Goodluck Jonathan

INFOGRAPHIE – Le texte prévoit une peine de 14 ans d’emprisonnement en cas de mariage gay et de 10 ans contre les personnes affichant publiquement une relation homosexuelle.

Les droits des homosexuels reculent un peu plus au Nigeria .

Le président nigérian, Goodluck Jonathan, a promulgué cette semaine une loi interdisant explicitement les unions entre personnes de même sexe. Celle-ci a été adoptée à l’unanimité par les parlementaires nigérians en mai dernier. La loi prévoit une peine de 14 ans de prison en cas de mariage homosexuel et de 10 ans d’emprisonnement contre les personnes de même sexe affichant publiquement leur relation. Le texte «correspond aux croyances culturelles et religieuses» des Nigérians, dont «plus de 90% sont opposés au mariage entre personnes de même sexe», justifie le porte-parole de la présidence. Les relations homosexuelles sont déjà sévèrement réprimées dans ce pays le plus peuplé d’Afrique, dont la société est très religieuse.

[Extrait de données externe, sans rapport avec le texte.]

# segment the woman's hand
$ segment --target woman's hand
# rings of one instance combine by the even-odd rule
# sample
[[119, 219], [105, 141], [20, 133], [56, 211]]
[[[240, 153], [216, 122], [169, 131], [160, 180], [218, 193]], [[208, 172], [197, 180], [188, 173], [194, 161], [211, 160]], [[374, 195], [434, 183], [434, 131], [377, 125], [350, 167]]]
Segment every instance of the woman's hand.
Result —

La décision du président a provoqué de vives critiques sur la scène internationale. Cette loi «restreint dangereusement la liberté d’association, de rassemblement et d’expression des Nigérians», déplore le secrétaire d’État américain John Kerry. Le premier ministre britannique David Cameron avait, lui, déjà averti que son pays envisageait de restreindre les aides aux pays qui ne reconnaissent pas les droits des personnes de même sexe. En décembre, l’ONG Amnesty International avait considéré que si cette loi était adoptée, elle ferait «de la société nigériane une des sociétés les moins tolérantes au monde». Le gouvernement «a légalisé la violence, la stigmatisation et la discrimination. Notre situation ne fait qu’empirer», réagit un homosexuel de Lagos contacté par l’AFP.

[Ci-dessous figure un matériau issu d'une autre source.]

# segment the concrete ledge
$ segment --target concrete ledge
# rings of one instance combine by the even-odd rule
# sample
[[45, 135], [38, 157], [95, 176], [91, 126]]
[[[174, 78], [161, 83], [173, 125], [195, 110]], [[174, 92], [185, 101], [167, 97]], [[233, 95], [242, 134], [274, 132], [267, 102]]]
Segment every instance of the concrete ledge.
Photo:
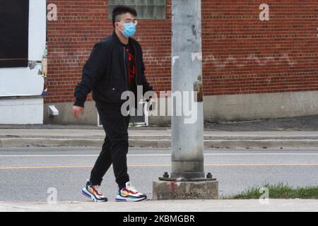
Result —
[[153, 182], [153, 199], [217, 199], [218, 182]]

Le Nigeria, premier producteur de pétrole africain, apparaît cependant peu enclin à céder aux pressions des Occidentaux. Il reçoit moins d’aides financières de ces pays que d’autres États du continent.

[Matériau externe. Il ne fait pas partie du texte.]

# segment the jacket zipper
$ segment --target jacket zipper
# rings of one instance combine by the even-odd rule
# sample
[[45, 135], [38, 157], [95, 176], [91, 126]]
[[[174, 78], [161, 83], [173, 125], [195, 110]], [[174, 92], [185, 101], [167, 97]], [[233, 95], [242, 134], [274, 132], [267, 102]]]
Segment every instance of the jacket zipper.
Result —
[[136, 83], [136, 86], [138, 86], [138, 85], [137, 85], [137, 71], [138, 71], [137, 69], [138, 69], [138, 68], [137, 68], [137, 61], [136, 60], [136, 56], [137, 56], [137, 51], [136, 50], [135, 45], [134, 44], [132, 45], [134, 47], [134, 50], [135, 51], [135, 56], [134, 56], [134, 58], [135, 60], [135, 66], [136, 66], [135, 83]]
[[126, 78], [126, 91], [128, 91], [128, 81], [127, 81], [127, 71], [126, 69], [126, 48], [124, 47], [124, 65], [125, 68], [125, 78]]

Bon nombre de pays africains disposent également de législations interdisant ou réprimant l’homosexualité. En Ouganda, où l’homophobie est très répandue et où la législation réprimait déjà fortement l’homosexualité, le parlement a adopté en décembre un texte qui criminalise la promotion publique de l’homosexualité, y compris les discussions de groupes militants. La loi prévoit la prison à perpétuité pour les récidivistes. Le texte ougandais, qui doit encore être ratifié par le président, prévoyait la peine de mort dans sa première version. Au Cameroun voisin, l’homosexualité est considérée comme un délit pénal et les homosexuels risquent jusqu’à 5 ans de prison ferme. L’Afrique du Sud fait figure d’exception. Il s’agit du seul pays africain à reconnaître les unions entre personnes de même sexe.

L’homosexualité est illégale dans 78 pays et punie de mort dans sept pays.